Uma prática vem se repetindo nas varas de execução fiscal, com especial intensidade no contencioso estadual paulista. A Fazenda requer, e o juízo defere, a constrição de percentual de tudo o que a empresa executada tem a receber de seus clientes, mês após mês, por prazo indeterminado, alcançando inclusive antecipações de recebíveis. A ordem, porém, não vem batizada de penhora de faturamento. Vem batizada de penhora de crédito, com fundamento nos artigos 855 a 860 do Código de Processo Civil.
Ocorre que, a escolha do rótulo não é inocente. Chamada de penhora de crédito, a medida dispensa tudo aquilo que o artigo 866 do CPC e a jurisprudência do Superior Tribunal de Justiça exigem da penhora de faturamento, tais como nomeação de administrador-depositário, plano de constrição submetido ao juízo, prestação de contas mensal, percentual calibrado à capacidade financeira do devedor e delimitação da medida no tempo.

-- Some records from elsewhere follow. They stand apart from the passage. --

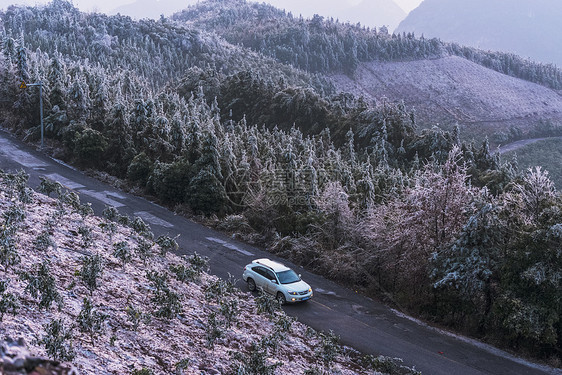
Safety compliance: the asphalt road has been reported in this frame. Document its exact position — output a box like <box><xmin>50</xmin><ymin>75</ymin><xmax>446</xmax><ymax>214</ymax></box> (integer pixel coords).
<box><xmin>0</xmin><ymin>132</ymin><xmax>562</xmax><ymax>375</ymax></box>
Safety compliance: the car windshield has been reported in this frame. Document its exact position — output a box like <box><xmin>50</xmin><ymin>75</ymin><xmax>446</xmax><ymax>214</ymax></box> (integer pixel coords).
<box><xmin>277</xmin><ymin>270</ymin><xmax>301</xmax><ymax>284</ymax></box>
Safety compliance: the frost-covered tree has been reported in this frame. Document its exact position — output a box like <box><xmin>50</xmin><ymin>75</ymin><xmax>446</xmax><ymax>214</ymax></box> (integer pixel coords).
<box><xmin>186</xmin><ymin>131</ymin><xmax>227</xmax><ymax>213</ymax></box>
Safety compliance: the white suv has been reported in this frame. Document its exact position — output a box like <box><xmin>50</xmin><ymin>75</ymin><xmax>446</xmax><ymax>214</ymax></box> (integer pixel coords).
<box><xmin>242</xmin><ymin>258</ymin><xmax>313</xmax><ymax>304</ymax></box>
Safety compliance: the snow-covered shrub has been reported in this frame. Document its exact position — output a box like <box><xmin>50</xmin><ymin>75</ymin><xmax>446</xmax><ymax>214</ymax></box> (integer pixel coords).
<box><xmin>156</xmin><ymin>236</ymin><xmax>179</xmax><ymax>256</ymax></box>
<box><xmin>361</xmin><ymin>355</ymin><xmax>421</xmax><ymax>375</ymax></box>
<box><xmin>125</xmin><ymin>305</ymin><xmax>150</xmax><ymax>331</ymax></box>
<box><xmin>101</xmin><ymin>206</ymin><xmax>119</xmax><ymax>221</ymax></box>
<box><xmin>219</xmin><ymin>299</ymin><xmax>240</xmax><ymax>328</ymax></box>
<box><xmin>78</xmin><ymin>225</ymin><xmax>93</xmax><ymax>249</ymax></box>
<box><xmin>113</xmin><ymin>241</ymin><xmax>132</xmax><ymax>266</ymax></box>
<box><xmin>317</xmin><ymin>331</ymin><xmax>341</xmax><ymax>368</ymax></box>
<box><xmin>146</xmin><ymin>271</ymin><xmax>182</xmax><ymax>319</ymax></box>
<box><xmin>230</xmin><ymin>343</ymin><xmax>282</xmax><ymax>375</ymax></box>
<box><xmin>131</xmin><ymin>217</ymin><xmax>154</xmax><ymax>239</ymax></box>
<box><xmin>275</xmin><ymin>314</ymin><xmax>297</xmax><ymax>332</ymax></box>
<box><xmin>0</xmin><ymin>228</ymin><xmax>21</xmax><ymax>269</ymax></box>
<box><xmin>33</xmin><ymin>230</ymin><xmax>57</xmax><ymax>251</ymax></box>
<box><xmin>205</xmin><ymin>311</ymin><xmax>224</xmax><ymax>349</ymax></box>
<box><xmin>38</xmin><ymin>319</ymin><xmax>76</xmax><ymax>361</ymax></box>
<box><xmin>0</xmin><ymin>281</ymin><xmax>19</xmax><ymax>322</ymax></box>
<box><xmin>79</xmin><ymin>254</ymin><xmax>103</xmax><ymax>295</ymax></box>
<box><xmin>134</xmin><ymin>237</ymin><xmax>153</xmax><ymax>264</ymax></box>
<box><xmin>77</xmin><ymin>298</ymin><xmax>107</xmax><ymax>342</ymax></box>
<box><xmin>205</xmin><ymin>279</ymin><xmax>238</xmax><ymax>303</ymax></box>
<box><xmin>256</xmin><ymin>289</ymin><xmax>281</xmax><ymax>316</ymax></box>
<box><xmin>20</xmin><ymin>260</ymin><xmax>63</xmax><ymax>310</ymax></box>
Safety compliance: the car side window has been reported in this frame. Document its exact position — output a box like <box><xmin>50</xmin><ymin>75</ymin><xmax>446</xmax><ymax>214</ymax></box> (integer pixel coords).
<box><xmin>252</xmin><ymin>266</ymin><xmax>267</xmax><ymax>277</ymax></box>
<box><xmin>265</xmin><ymin>270</ymin><xmax>277</xmax><ymax>280</ymax></box>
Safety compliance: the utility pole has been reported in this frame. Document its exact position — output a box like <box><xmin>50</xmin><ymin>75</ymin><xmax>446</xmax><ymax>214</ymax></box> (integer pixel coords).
<box><xmin>20</xmin><ymin>81</ymin><xmax>45</xmax><ymax>150</ymax></box>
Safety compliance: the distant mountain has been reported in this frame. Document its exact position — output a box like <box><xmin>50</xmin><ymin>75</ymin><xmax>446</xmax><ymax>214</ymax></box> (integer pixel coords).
<box><xmin>110</xmin><ymin>0</ymin><xmax>197</xmax><ymax>19</ymax></box>
<box><xmin>333</xmin><ymin>56</ymin><xmax>562</xmax><ymax>141</ymax></box>
<box><xmin>396</xmin><ymin>0</ymin><xmax>562</xmax><ymax>66</ymax></box>
<box><xmin>111</xmin><ymin>0</ymin><xmax>406</xmax><ymax>30</ymax></box>
<box><xmin>265</xmin><ymin>0</ymin><xmax>406</xmax><ymax>30</ymax></box>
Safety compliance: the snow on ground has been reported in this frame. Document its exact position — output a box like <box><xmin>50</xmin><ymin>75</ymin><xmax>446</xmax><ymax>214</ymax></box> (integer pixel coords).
<box><xmin>332</xmin><ymin>56</ymin><xmax>562</xmax><ymax>140</ymax></box>
<box><xmin>0</xmin><ymin>178</ymin><xmax>384</xmax><ymax>375</ymax></box>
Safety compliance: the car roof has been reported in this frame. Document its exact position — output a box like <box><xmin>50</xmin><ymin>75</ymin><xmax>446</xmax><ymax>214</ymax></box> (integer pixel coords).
<box><xmin>252</xmin><ymin>258</ymin><xmax>290</xmax><ymax>272</ymax></box>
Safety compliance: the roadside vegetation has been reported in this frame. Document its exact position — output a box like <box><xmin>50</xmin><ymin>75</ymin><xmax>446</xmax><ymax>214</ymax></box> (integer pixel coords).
<box><xmin>0</xmin><ymin>0</ymin><xmax>562</xmax><ymax>365</ymax></box>
<box><xmin>0</xmin><ymin>172</ymin><xmax>418</xmax><ymax>375</ymax></box>
<box><xmin>502</xmin><ymin>139</ymin><xmax>562</xmax><ymax>191</ymax></box>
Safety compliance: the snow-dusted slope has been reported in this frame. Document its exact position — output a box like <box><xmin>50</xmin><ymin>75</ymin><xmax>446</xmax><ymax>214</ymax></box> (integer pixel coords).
<box><xmin>333</xmin><ymin>57</ymin><xmax>562</xmax><ymax>135</ymax></box>
<box><xmin>396</xmin><ymin>0</ymin><xmax>562</xmax><ymax>66</ymax></box>
<box><xmin>0</xmin><ymin>173</ymin><xmax>384</xmax><ymax>375</ymax></box>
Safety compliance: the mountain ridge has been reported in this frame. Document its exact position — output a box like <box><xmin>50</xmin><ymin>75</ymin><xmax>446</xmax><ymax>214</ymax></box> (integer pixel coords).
<box><xmin>396</xmin><ymin>0</ymin><xmax>562</xmax><ymax>66</ymax></box>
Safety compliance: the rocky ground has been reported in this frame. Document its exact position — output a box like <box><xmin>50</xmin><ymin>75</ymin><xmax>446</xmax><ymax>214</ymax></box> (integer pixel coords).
<box><xmin>0</xmin><ymin>174</ymin><xmax>409</xmax><ymax>375</ymax></box>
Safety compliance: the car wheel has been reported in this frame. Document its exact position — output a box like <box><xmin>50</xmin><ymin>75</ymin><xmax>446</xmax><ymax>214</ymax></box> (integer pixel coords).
<box><xmin>277</xmin><ymin>292</ymin><xmax>287</xmax><ymax>305</ymax></box>
<box><xmin>247</xmin><ymin>278</ymin><xmax>256</xmax><ymax>292</ymax></box>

O resultado é uma constrição com os efeitos econômicos da penhora de faturamento e nenhuma de suas salvaguardas.
Dois institutos, duas disciplinas
A distinção normativa é conhecida. A penhora de crédito dos artigos 855 a 860 do CPC recai sobre crédito determinado e existente onde o terceiro devedor é intimado a não pagar ao executado e a depositar em juízo aquilo que deve. Trata-se de ato de apreensão de um bem individualizado, uma fotografia do patrimônio do devedor em dado momento.
Já a penhora de percentual de faturamento, disciplinada no artigo 866, incide sobre fluxo, ou seja, sobre a receita que a empresa ainda vai gerar. Justamente por comprometer o futuro da atividade, o legislador a cercou de cautelas que não existem na penhora de crédito comum.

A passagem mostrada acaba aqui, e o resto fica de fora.